Occasionally a backsplash tile will come loose or be damaged. Tile fields are fairly easy to repair. Here’s an overview of how this is done.
Replacing Loose or Broken Tiles in a Kitchen Backsplash
Use a putty knife to scrape the thinset off of the tile and the wall. If you have a grinder, you might want to use it on the back of the tile.
Mix up a small amount of thinset, and apply it to the wall. Press the tile firmly into place, and remove any thinset that squeezes up from beneath.
The same approach can be taken with broken tiles. First, remove the entire broken tile to create a space for the new tile.
Note: If possible, keep up to a box of tile from the original job to use for replacement tiles.
Replacing Loose Grout
This is both easy and difficult. Start by removing all the loose grout. Poke the surrounding grout gently with a screwdriver to check if it is loose.
The easy part is mixing up a small batch of grout, pushing it into the area where grout is missing, and removing the excess with a damp sponge. The grout package will give clear instructions.
The difficult part is getting the grout color to match the old grout. There are three approaches to this.

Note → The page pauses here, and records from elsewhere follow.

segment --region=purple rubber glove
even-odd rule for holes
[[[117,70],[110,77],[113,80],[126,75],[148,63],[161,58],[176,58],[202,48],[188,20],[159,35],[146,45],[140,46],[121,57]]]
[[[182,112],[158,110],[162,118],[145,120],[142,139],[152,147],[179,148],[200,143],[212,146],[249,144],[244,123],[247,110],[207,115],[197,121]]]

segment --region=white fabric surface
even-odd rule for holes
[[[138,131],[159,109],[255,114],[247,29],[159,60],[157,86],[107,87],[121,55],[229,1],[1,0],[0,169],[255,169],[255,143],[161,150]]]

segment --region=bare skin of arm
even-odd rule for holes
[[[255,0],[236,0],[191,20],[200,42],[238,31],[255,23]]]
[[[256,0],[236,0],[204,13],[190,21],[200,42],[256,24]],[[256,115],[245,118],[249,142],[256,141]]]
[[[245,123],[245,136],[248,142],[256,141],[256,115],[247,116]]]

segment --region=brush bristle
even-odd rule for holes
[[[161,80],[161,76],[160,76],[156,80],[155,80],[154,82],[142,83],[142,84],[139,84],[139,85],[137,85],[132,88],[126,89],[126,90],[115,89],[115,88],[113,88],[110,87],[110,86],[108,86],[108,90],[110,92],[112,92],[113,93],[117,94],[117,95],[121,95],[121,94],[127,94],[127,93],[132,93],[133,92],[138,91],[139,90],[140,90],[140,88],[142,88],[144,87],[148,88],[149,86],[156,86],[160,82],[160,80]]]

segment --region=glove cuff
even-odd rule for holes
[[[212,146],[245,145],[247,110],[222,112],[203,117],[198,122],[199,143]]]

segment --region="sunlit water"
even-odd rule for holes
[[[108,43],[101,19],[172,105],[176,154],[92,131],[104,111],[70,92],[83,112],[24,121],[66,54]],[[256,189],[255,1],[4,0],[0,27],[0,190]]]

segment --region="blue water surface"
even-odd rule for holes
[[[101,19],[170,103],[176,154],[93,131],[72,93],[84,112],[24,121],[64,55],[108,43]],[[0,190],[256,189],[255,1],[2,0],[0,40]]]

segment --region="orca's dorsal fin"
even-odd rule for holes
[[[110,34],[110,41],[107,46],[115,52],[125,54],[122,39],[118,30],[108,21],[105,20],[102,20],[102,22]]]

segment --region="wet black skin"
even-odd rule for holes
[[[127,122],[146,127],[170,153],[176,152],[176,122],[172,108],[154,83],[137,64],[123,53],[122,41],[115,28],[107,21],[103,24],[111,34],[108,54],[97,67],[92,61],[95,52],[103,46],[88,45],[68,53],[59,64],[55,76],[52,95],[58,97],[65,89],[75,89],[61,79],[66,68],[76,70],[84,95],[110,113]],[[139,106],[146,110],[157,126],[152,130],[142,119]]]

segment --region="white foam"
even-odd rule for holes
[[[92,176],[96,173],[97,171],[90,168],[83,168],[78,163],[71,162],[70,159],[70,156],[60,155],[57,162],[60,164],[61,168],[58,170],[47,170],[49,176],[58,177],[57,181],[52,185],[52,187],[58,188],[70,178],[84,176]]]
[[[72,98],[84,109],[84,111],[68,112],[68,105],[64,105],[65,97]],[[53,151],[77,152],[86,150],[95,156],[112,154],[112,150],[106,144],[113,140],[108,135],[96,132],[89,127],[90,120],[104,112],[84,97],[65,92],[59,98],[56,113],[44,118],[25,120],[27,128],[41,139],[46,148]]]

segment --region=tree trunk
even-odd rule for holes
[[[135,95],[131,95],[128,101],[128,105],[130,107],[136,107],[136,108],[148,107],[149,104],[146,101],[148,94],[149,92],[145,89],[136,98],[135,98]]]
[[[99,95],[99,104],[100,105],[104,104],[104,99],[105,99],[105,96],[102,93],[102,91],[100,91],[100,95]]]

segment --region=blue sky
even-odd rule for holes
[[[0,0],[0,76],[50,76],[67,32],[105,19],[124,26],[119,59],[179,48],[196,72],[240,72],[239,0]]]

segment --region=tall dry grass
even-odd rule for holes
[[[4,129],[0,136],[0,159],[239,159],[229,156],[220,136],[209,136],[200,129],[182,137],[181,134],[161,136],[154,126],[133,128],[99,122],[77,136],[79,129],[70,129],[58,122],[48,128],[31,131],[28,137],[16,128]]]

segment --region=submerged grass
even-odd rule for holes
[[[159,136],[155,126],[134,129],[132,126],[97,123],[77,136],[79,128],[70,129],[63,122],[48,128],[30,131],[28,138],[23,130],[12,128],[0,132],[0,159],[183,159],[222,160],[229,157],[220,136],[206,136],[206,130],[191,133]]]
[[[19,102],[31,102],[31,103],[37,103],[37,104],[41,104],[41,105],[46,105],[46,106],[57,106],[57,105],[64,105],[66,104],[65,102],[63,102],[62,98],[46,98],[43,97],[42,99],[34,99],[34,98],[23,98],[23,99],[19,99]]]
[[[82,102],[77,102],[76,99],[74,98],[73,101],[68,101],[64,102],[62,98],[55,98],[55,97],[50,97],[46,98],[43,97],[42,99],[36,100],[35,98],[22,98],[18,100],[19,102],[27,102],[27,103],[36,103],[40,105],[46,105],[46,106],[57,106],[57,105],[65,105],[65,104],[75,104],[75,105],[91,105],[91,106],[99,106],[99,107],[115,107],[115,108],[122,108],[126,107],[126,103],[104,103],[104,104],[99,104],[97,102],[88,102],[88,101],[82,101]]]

First, buy several brands of grout, mix them up, and let them harden without being installed between tiles. You’ll know what color each one is when dry. Use this information to choose a single grout for the job or to mix grouts to produce a dried grout that closely matches what’s already there.
The second approach is to buy grout tint and experiment with it to create the right color.
Either way, trial and error will be needed to get a good grout match.
The third approach is to attempt to clean or bleach the existing grout first to restore it to its original color. This is a good choice if you have grout left over from the original installation. Use a grout cleaning product on the existing grout before installing the new grout. If the new grout doesn’t match, then you can attempt to create a match using the methods we’ve suggested.